En verdad: los únicos que creyeron que Él
podía resucitar fueron los enemigos. Pilatos dispuso guardias para para quienes
temían que sus discípulos “se robarían el cadáver”. Fue la primera vez en la
historia que se estacionó un ejército en torno a una tumba para impedir que su
tapa fuera levantada desde adentro. Los soviéticos inyectan parafina
ocasionalmente en el cadáver de Lenin, pero no acordonan su tumba con soldados
para impedir su resurrección de entre los muertos.
Lo que les convenció y les hizo creer fueron
todas pruebas evidentes: la tumba vacía, las sábanas revueltas, los testimonios,
la aceptación de la Resurrección por las autoridades que simplemente
“prohibieron que se divulgara”.
La prueba final fue la diferencia que
significó en las vidas de quienes le aceptaron como El Señor Resucitado.
Supongamos que se nos pidiera demostrar su legitimidad. ¿Podríamos hacerlo ante
un abogado listo que puede hasta “demostrar” que nuestros certificados de
nacimiento son falsos?
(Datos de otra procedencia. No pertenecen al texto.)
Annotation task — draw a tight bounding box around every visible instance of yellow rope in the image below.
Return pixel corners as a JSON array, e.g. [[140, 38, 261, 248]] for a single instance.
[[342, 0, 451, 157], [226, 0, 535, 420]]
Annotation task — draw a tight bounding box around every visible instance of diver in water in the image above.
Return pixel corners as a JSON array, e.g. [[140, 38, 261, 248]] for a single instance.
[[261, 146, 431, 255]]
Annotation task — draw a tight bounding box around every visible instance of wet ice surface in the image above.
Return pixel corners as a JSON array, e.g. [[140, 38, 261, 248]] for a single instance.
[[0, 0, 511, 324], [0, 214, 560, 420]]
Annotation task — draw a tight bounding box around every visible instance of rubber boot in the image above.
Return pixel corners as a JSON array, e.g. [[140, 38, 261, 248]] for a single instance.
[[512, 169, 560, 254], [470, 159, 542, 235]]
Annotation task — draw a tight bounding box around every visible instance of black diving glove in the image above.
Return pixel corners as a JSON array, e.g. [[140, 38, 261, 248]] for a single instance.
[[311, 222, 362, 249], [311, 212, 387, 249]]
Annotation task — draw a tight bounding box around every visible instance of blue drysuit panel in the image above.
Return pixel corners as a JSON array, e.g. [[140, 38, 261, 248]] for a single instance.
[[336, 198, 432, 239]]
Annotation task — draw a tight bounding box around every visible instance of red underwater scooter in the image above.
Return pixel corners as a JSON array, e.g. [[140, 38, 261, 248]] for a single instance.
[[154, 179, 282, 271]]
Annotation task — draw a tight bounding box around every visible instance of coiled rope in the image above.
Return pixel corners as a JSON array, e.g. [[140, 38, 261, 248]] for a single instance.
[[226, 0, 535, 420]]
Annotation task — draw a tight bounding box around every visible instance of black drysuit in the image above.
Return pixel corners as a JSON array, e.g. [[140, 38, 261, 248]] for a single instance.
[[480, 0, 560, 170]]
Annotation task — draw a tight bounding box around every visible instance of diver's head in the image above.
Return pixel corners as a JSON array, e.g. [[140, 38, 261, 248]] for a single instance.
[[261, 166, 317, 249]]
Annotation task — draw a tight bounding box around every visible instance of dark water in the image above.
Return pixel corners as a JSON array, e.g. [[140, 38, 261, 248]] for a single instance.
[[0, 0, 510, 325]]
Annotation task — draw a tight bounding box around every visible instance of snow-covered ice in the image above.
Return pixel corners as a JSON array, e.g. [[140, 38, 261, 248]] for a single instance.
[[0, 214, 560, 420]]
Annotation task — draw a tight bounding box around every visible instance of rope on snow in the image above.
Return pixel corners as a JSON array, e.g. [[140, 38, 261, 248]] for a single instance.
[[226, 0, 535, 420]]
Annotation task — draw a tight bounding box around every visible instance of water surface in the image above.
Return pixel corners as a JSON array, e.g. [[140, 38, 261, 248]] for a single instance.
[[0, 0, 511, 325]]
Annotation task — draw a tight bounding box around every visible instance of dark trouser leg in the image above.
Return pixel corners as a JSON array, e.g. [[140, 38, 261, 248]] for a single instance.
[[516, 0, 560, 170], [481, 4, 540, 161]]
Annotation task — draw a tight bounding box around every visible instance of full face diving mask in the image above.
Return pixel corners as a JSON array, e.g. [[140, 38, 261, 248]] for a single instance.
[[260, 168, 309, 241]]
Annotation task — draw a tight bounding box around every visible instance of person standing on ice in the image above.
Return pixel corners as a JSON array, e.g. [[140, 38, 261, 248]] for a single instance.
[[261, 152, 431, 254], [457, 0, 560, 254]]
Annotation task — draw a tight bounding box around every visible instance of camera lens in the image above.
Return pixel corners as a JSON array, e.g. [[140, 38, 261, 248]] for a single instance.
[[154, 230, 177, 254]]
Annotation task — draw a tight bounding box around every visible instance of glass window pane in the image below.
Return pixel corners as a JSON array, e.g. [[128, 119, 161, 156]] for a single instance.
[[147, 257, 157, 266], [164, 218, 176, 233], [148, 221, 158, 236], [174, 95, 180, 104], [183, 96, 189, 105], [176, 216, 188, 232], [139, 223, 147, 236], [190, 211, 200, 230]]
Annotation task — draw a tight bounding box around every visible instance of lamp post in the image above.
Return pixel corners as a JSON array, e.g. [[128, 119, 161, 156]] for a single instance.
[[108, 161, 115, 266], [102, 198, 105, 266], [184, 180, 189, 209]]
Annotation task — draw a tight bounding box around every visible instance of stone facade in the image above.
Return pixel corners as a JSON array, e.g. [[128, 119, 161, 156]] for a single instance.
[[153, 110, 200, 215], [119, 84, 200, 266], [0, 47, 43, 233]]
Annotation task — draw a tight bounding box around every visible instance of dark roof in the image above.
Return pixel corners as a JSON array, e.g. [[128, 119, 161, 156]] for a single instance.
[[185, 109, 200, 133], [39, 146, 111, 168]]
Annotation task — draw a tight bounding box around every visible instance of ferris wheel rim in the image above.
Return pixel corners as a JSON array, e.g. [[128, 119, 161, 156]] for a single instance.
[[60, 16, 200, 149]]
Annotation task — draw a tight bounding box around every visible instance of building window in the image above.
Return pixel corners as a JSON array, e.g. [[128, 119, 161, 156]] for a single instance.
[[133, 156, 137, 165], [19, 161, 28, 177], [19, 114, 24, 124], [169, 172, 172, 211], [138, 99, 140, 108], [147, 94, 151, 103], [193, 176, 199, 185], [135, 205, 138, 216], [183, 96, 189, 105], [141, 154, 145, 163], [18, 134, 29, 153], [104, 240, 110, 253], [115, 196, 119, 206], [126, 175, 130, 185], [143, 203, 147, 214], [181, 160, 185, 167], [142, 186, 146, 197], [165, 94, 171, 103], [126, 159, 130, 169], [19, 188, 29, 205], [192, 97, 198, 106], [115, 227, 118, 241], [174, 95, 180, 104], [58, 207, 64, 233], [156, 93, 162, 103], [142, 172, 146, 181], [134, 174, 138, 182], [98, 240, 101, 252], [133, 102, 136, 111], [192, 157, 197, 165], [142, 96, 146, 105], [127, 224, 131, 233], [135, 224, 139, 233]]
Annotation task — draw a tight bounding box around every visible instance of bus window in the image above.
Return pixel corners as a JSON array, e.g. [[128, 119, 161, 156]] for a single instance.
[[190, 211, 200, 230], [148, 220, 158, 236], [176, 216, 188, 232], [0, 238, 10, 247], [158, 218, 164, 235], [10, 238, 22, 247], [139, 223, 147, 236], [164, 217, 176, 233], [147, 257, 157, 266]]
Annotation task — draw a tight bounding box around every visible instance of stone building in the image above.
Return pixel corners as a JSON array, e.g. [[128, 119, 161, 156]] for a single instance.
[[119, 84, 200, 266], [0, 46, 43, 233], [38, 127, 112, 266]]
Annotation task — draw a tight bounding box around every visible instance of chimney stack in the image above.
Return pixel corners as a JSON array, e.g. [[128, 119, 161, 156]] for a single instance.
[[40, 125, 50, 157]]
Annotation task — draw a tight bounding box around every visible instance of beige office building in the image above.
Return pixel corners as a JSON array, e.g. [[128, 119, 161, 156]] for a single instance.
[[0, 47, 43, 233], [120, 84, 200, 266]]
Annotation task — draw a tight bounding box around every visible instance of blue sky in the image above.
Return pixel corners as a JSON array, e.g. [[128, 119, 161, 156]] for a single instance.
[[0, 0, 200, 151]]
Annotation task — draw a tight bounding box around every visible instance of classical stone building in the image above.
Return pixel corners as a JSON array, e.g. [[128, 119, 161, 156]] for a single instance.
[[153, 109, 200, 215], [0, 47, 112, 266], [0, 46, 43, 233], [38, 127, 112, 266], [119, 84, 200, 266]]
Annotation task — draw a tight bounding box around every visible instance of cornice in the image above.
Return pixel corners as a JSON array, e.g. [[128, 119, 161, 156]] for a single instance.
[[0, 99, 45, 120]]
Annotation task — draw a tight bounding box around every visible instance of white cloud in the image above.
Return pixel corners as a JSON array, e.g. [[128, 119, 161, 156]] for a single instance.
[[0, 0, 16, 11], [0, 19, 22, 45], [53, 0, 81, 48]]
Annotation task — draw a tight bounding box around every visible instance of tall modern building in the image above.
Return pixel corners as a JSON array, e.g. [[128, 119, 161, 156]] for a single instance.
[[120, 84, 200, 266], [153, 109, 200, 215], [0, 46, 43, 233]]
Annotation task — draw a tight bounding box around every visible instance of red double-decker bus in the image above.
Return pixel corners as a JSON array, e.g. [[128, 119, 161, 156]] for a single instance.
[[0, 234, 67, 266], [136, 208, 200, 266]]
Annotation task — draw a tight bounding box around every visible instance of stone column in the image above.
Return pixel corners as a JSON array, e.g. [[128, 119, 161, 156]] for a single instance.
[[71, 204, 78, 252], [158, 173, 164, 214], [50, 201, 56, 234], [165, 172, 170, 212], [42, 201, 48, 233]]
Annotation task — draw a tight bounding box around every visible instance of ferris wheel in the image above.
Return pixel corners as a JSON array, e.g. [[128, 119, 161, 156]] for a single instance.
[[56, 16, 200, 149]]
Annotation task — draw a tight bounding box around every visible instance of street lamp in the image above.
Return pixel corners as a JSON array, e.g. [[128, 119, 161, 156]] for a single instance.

Lo sabemos por la diferencia que han significado en
nuestras vidas los sacrificios, el amor y los cuidados de nuestros padres.
Lo mismo ocurre con Dios Resucitado cuando
entra en nuestras vidas para salvarnos. Principiamos con la mayor derrota que
jamás ha conocido el mundo y con la mayor tristeza que haya jamás abatido
nuestros corazones: “Padre mío, ¿por qué me has abandonado? Mas hoy sabemos que
en virtud de la unión con Él, “puedo
soportar todas las cosas, porque no vale la pena comprar las penurias de esta
vida con el júbilo que nos ha de llegar”.